Bob Clasby

No. 91, 98, 79
- Positions: Defensive tackle Defensive end

Personal information
- Born: September 28, 1960 (age 65) Detroit, Michigan, U.S.
- Listed height: 6 ft 5 in (1.96 m)
- Listed weight: 260 lb (118 kg)

Career information
- High school: Boston College (Boston, Massachusetts)
- College: Notre Dame
- NFL draft: 1983: 9th round, 236th overall pick

Career history
- Seattle Seahawks (1983)*; Chicago Blitz (1984); Jacksonville Bulls (1984-1985); St.

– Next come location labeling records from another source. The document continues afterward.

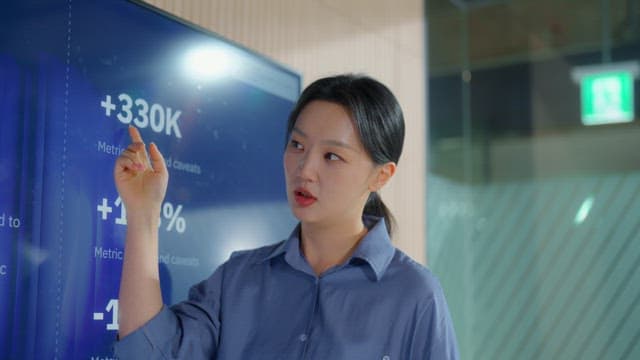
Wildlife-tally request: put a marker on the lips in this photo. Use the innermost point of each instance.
(303, 197)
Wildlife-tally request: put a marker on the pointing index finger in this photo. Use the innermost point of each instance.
(135, 134)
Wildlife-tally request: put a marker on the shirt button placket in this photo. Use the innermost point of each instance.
(303, 338)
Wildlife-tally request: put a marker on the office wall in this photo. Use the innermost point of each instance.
(382, 38)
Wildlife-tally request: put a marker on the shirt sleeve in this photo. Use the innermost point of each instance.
(188, 330)
(435, 337)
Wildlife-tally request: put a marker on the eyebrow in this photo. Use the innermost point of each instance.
(328, 142)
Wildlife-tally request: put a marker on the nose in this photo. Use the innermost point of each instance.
(307, 167)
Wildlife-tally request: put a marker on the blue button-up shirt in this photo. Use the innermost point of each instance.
(269, 304)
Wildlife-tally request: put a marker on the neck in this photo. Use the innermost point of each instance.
(327, 246)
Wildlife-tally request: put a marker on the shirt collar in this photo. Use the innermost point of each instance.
(375, 248)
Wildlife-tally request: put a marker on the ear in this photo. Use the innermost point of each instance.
(383, 174)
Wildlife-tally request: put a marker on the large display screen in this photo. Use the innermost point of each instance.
(73, 76)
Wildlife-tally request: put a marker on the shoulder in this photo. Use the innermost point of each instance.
(413, 279)
(253, 256)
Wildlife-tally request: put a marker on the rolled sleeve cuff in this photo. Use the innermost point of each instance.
(150, 341)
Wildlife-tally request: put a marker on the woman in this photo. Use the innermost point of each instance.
(335, 289)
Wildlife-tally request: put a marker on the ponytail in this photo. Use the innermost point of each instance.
(376, 207)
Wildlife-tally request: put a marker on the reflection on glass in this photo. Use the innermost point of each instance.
(533, 218)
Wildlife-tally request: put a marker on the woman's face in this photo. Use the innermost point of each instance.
(328, 173)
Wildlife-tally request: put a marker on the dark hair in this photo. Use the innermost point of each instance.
(375, 113)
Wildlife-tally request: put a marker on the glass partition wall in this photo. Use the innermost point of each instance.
(533, 221)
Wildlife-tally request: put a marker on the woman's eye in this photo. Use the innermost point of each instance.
(332, 156)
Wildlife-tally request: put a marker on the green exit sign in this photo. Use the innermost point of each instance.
(607, 92)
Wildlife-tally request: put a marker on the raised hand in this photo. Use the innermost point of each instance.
(142, 184)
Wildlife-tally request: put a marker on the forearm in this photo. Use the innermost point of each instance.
(140, 298)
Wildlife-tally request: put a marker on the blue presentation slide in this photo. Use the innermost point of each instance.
(73, 76)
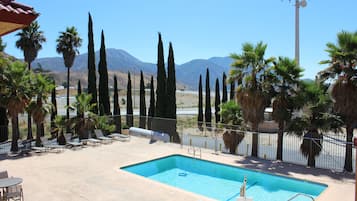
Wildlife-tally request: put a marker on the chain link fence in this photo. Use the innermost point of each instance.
(188, 132)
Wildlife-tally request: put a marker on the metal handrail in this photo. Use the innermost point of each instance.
(301, 194)
(194, 150)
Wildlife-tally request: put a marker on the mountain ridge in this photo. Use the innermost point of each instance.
(122, 61)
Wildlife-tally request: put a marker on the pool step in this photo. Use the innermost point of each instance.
(301, 194)
(192, 150)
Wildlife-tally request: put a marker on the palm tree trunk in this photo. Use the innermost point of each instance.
(67, 116)
(348, 154)
(38, 135)
(255, 140)
(15, 133)
(279, 151)
(311, 160)
(29, 127)
(29, 119)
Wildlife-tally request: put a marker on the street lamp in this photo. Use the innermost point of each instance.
(298, 4)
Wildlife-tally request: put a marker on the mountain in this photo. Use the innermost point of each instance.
(120, 60)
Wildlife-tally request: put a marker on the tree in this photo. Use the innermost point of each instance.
(151, 112)
(208, 112)
(92, 77)
(67, 44)
(142, 118)
(16, 93)
(233, 120)
(4, 131)
(317, 117)
(53, 111)
(79, 92)
(161, 94)
(30, 42)
(288, 75)
(39, 108)
(253, 94)
(116, 112)
(2, 45)
(171, 85)
(217, 102)
(342, 73)
(129, 104)
(104, 103)
(232, 91)
(171, 96)
(200, 104)
(224, 88)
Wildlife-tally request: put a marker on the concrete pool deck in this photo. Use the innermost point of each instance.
(93, 173)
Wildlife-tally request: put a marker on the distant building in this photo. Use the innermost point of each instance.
(14, 16)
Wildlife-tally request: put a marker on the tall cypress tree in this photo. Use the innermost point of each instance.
(116, 112)
(217, 102)
(200, 104)
(224, 89)
(129, 103)
(208, 111)
(104, 103)
(4, 131)
(79, 92)
(54, 131)
(171, 96)
(151, 112)
(171, 85)
(92, 77)
(232, 92)
(161, 95)
(142, 119)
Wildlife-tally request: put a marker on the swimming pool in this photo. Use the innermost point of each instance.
(223, 182)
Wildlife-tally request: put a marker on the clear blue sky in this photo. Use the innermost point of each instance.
(197, 28)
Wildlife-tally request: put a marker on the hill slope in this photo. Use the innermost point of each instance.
(121, 61)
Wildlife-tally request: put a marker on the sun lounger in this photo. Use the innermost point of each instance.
(119, 137)
(99, 135)
(26, 147)
(52, 145)
(12, 192)
(71, 143)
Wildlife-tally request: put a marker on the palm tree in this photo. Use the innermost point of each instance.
(39, 108)
(16, 94)
(316, 117)
(67, 44)
(343, 75)
(253, 94)
(287, 74)
(30, 42)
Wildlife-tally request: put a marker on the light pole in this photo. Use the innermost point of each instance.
(298, 3)
(355, 143)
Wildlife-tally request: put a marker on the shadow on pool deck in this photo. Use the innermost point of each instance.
(287, 169)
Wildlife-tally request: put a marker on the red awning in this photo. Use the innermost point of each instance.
(14, 16)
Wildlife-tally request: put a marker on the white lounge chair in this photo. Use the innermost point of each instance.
(119, 137)
(52, 145)
(99, 135)
(71, 143)
(12, 192)
(90, 140)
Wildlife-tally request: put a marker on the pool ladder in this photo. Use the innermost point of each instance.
(194, 150)
(301, 194)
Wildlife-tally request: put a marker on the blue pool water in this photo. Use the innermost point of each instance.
(223, 182)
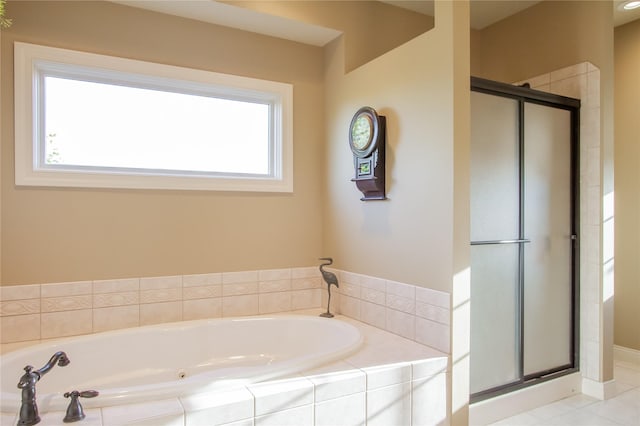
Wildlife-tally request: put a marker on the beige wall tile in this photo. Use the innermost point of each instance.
(240, 305)
(66, 289)
(116, 286)
(305, 283)
(116, 299)
(157, 313)
(274, 302)
(19, 307)
(199, 280)
(67, 323)
(305, 299)
(68, 303)
(275, 285)
(18, 292)
(239, 277)
(239, 288)
(274, 274)
(202, 308)
(155, 283)
(115, 318)
(20, 328)
(202, 292)
(161, 295)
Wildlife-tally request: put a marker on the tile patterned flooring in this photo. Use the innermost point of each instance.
(581, 410)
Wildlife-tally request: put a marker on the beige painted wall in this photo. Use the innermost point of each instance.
(371, 28)
(548, 36)
(627, 185)
(408, 237)
(419, 235)
(54, 235)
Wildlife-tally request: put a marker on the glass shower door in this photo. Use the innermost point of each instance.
(495, 228)
(547, 259)
(523, 242)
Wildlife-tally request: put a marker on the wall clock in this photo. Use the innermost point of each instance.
(367, 140)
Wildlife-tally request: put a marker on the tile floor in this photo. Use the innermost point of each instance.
(582, 410)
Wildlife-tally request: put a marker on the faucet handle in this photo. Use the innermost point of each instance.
(75, 411)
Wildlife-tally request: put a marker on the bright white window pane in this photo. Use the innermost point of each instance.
(89, 120)
(104, 125)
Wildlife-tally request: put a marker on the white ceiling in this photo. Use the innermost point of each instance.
(483, 13)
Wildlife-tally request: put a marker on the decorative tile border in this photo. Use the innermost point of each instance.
(404, 384)
(31, 313)
(35, 312)
(416, 313)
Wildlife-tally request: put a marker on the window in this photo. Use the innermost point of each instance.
(90, 120)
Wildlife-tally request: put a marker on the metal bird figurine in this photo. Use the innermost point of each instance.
(331, 279)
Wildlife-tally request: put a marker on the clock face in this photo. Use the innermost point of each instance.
(361, 132)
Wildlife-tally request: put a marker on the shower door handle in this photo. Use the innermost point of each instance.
(516, 241)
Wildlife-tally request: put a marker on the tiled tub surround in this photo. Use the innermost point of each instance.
(393, 379)
(32, 313)
(390, 380)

Louis/Phoenix Cardinals (1986–1990);
- * Offseason or practice squad member only

Career NFL statistics
- Sacks: 14.5
- Fumble recoveries: 2
- Interceptions: 1
- Stats at Pro Football Reference

= Bob Clasby =

American football player (born 1960)

Robert James Clasby (born September 28, 1960) is an American former professional football player who was a defensive lineman for five seasons in the National Football League (NFL). He was selected by the Seattle Seahawks in the ninth round of the 1983 NFL draft, after playing college football for Notre Dame Fighting Irish. He played for five seasons in the NFL for the St. Louis/Phoenix Cardinals.